In 7 anni avete assegnato oltre 7000 attrezzature sanitarie a progetti di cooperazione internazionale, soprattutto in Africa, Sudamerica e Asia. Perché donare tecnologie ‘vecchie’ invece che quelle di ultima generazione?
C’è in questo un motivo ben preciso. Spesso in questi paesi è difficile utilizzare le tecnologie più evolute perché può mancare personale in grado di farle funzionare oppure perché sono macchine che richiedono una grande manutenzione specializzata. Le macchine che doniamo, invece, sono un po’ più semplici, magari richiedono un po’ più di lavoro manuale, ma in loco è più facile trovare pezzi di ricambio e reagenti e non si corre il rischio, come purtroppo talvolta accade quando si donano macchinari nuovi, che al primo problema rimangano inutilizzate. Insomma, cerchiamo di scegliere per ogni Paese le macchine più sostenibili.    

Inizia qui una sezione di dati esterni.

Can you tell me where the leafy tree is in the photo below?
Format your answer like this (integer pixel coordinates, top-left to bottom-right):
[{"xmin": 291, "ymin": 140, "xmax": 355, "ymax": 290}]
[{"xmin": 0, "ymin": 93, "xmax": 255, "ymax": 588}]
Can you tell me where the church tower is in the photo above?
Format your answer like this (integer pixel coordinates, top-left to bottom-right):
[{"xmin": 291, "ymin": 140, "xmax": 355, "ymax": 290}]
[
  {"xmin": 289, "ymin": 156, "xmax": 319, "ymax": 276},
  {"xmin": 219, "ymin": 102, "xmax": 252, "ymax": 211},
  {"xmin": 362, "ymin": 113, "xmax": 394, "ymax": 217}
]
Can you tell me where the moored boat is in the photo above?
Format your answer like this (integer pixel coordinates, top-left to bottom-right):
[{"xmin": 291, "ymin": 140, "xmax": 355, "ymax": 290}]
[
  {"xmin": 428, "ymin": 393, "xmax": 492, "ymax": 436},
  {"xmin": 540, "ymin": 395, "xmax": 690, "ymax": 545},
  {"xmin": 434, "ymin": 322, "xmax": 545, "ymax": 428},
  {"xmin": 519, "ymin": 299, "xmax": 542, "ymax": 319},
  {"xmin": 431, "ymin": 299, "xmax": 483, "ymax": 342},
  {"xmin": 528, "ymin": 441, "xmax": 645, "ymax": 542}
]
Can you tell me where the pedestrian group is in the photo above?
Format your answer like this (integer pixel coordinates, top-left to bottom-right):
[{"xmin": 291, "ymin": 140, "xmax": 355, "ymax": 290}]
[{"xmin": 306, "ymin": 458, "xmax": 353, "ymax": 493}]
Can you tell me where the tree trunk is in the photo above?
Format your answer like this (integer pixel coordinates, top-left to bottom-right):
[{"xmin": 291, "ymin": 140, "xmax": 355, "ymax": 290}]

Ormai la maggior parte dei processi lavorativi avviene attraverso strumenti informatici e servono dunque dei software specifici, vi occupate anche di questo?

Sì, anche questa è parte del nostro lavoro. Abbiamo stretto nel tempo accordi con le più grandi multinazionali che producono software e riusciamo ad averli a prezzi scontati fino al 95%, e questo ci permette di metterli a disposizione delle onlus, degli ospedali caritatevoli e di altri soggetti non profit ad un prezzo assolutamente accessibile.